ところで、本発明によるコンテンツナビゲーションをインターネット上で利用すれば、インターネット上の日々更新される膨大な量の情報を有効に利用することができる。本発明をインターネットに適用する場合、たとえば、ユーザがインターネットにアクセスするときの最初の入り口（ポータルサイトサーバ）に上記機能を構築する。このポータルサイトサーバが、ユーザの検索行動パターンをマイニングする。そして、ポータルサイトサーバにおいて、検索キーワードをベースにしたコンテンツナビゲーションを行う。 By the way, if the content navigation according to the present invention is used on the Internet, a huge amount of information updated every day on the Internet can be used effectively. When the present invention is applied to the Internet, for example, the above function is constructed at the first entrance (portal site server) when the user accesses the Internet. This portal site server mines the user's search behavior pattern. In the portal site server, content navigation based on the search keyword is performed.

以下、本発明をインターネット上のポータルサイトに適用した場合を例に採り、本発明の実施の形態を具体的に説明する。なお、以下の実施の形態では、キーワードをグループ化することをクラスタ化、生成される各グループをクラスタと呼ぶこととする。 In the following, embodiments of the present invention will be specifically described by taking the case where the present invention is applied to a portal site on the Internet as an example. In the following embodiment, grouping keywords is referred to as clustering, and each generated group is referred to as a cluster.

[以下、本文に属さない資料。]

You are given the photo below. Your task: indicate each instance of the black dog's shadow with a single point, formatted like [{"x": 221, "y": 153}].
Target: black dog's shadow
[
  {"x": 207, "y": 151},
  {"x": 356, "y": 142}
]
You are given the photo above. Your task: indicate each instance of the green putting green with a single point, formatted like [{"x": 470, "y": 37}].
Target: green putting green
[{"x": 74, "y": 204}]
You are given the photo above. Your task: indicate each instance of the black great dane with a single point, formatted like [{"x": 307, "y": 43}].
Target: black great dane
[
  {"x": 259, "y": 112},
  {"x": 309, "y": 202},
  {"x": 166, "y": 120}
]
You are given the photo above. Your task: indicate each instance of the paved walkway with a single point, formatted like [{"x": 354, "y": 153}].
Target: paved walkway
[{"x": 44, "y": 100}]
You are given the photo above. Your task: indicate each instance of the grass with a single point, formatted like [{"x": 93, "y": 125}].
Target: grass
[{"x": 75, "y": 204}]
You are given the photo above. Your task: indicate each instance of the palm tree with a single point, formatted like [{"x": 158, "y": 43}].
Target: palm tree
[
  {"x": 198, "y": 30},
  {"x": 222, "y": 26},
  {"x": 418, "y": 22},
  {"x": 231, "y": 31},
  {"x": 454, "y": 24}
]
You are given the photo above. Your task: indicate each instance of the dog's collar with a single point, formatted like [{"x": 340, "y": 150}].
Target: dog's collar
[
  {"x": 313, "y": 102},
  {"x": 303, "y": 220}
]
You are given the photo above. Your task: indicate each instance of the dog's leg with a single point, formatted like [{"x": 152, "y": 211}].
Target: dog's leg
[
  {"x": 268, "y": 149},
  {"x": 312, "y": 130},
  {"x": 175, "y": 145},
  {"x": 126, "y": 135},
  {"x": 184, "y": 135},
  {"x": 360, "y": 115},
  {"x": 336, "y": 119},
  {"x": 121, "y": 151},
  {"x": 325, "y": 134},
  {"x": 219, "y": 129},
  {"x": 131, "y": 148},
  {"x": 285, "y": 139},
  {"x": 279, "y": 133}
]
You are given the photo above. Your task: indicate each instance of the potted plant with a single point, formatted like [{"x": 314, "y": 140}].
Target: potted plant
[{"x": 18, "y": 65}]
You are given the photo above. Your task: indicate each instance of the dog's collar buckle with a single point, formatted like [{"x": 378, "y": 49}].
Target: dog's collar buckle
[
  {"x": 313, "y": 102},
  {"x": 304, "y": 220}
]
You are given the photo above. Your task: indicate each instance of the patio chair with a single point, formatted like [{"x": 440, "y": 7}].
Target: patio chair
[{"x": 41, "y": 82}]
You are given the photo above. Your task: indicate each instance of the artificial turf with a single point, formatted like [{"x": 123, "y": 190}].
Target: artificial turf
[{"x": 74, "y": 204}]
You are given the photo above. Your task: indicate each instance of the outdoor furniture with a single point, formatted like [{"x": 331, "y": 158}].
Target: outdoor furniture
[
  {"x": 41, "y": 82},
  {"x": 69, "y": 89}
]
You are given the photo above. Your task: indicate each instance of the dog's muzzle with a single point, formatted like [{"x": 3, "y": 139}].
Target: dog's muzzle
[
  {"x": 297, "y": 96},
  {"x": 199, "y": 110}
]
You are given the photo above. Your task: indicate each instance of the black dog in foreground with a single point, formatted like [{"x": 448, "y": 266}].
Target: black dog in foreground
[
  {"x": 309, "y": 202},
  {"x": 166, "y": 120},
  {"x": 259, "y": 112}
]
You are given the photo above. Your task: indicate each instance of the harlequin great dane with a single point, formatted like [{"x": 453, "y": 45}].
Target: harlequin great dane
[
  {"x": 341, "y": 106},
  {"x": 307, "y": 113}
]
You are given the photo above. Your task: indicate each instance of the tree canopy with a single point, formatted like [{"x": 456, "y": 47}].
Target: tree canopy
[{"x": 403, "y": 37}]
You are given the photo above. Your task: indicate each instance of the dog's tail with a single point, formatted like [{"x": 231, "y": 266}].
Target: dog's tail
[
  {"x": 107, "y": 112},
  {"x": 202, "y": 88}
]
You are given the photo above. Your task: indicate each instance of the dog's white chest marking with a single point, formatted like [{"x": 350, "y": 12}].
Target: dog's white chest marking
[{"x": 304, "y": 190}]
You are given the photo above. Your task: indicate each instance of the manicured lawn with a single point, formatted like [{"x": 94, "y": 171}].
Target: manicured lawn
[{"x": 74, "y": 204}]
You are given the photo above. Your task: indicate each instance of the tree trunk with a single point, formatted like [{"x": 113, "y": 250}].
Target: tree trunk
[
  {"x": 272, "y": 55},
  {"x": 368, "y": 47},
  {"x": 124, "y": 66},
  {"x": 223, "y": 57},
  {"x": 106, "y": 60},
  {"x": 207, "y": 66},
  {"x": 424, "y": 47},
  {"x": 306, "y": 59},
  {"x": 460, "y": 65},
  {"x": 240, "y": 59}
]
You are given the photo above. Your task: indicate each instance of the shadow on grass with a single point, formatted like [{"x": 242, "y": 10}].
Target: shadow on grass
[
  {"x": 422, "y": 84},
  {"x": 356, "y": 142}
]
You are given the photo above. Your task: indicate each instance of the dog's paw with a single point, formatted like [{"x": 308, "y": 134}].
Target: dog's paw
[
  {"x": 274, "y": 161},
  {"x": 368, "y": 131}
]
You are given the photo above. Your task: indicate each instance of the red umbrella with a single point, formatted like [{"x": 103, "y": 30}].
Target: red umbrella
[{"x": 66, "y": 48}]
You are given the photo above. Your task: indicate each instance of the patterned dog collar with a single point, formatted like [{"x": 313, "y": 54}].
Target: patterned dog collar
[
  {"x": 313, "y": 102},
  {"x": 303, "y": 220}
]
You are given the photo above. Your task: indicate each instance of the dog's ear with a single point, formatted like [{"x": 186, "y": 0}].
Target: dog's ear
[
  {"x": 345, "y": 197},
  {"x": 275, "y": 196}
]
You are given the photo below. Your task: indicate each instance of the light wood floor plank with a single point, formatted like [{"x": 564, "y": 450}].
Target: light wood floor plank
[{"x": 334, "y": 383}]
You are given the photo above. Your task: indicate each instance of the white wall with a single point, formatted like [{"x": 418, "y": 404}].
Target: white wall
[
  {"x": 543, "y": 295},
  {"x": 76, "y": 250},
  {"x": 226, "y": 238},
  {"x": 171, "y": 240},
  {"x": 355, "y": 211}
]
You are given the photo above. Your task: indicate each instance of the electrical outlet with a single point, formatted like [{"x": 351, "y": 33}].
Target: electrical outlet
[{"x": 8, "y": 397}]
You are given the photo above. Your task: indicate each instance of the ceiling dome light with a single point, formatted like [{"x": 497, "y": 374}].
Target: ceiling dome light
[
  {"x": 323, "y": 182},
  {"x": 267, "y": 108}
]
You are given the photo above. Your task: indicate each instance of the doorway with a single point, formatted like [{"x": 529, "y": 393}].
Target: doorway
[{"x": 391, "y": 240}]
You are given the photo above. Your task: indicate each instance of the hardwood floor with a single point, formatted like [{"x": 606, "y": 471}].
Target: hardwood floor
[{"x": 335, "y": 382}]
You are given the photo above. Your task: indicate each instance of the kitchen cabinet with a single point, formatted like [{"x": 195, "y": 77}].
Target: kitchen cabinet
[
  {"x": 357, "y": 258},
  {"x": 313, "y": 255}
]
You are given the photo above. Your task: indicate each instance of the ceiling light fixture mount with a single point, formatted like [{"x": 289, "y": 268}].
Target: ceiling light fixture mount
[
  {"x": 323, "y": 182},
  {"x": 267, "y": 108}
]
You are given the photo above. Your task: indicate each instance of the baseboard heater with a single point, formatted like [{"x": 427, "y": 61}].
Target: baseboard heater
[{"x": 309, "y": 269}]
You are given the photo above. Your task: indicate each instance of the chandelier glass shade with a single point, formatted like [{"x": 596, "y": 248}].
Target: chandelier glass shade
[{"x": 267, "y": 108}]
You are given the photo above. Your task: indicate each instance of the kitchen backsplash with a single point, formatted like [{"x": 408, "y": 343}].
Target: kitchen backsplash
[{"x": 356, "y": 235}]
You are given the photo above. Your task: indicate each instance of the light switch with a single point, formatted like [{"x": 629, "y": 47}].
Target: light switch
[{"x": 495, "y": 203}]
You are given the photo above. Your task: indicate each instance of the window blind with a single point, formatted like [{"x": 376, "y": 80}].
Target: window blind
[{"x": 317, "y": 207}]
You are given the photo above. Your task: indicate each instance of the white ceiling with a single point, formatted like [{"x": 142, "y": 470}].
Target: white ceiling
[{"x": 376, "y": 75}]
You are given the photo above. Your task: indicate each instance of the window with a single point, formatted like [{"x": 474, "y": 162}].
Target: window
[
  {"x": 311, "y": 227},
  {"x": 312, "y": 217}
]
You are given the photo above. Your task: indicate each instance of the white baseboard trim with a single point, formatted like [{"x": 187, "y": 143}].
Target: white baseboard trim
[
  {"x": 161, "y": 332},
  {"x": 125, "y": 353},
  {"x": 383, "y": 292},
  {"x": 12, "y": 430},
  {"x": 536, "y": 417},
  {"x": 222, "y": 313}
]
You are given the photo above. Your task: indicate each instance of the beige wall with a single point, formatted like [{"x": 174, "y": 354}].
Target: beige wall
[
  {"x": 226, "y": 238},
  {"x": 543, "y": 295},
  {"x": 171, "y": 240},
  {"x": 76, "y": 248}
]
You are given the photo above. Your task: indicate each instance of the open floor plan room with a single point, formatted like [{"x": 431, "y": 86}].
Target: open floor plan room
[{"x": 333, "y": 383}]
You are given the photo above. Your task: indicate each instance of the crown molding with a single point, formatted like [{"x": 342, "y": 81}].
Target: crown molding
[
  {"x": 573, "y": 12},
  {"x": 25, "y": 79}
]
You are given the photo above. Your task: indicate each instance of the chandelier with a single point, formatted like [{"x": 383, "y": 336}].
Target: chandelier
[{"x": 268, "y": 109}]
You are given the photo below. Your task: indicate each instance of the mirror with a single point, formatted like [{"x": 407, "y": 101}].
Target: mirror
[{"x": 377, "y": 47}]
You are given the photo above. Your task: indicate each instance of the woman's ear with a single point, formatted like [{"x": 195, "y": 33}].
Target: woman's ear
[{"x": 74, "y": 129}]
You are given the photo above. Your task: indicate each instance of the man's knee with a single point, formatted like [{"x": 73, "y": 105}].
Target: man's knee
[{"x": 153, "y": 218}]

図２は、本発明の実施の形態を実現するためのシステム構成例を示す図である。図２に示すように、インターネット１０を介して、ポータルサイトサーバ１００、複数のクライアント２１１，２１２，・・・、検索サーバ２２０、複数のＷｅｂサーバ２３１，２３２，・・・が接続されている。 FIG. 2 is a diagram showing an example of a system configuration for realizing the embodiment of the present invention. As shown in FIG. 2, a portal site server 100, a plurality of clients 211, 212,..., A search server 220, and a plurality of Web servers 231, 232,.

ポータルサイトサーバ１００には、Ｗｅｂ検索の履歴を保持し、その検索履歴に基づいて、クライアント２１１，２１２，・・・に対してコンテンツナビゲーションサービスを提供する。 The portal site server 100 holds a web search history and provides a content navigation service to the clients 211, 212,... Based on the search history.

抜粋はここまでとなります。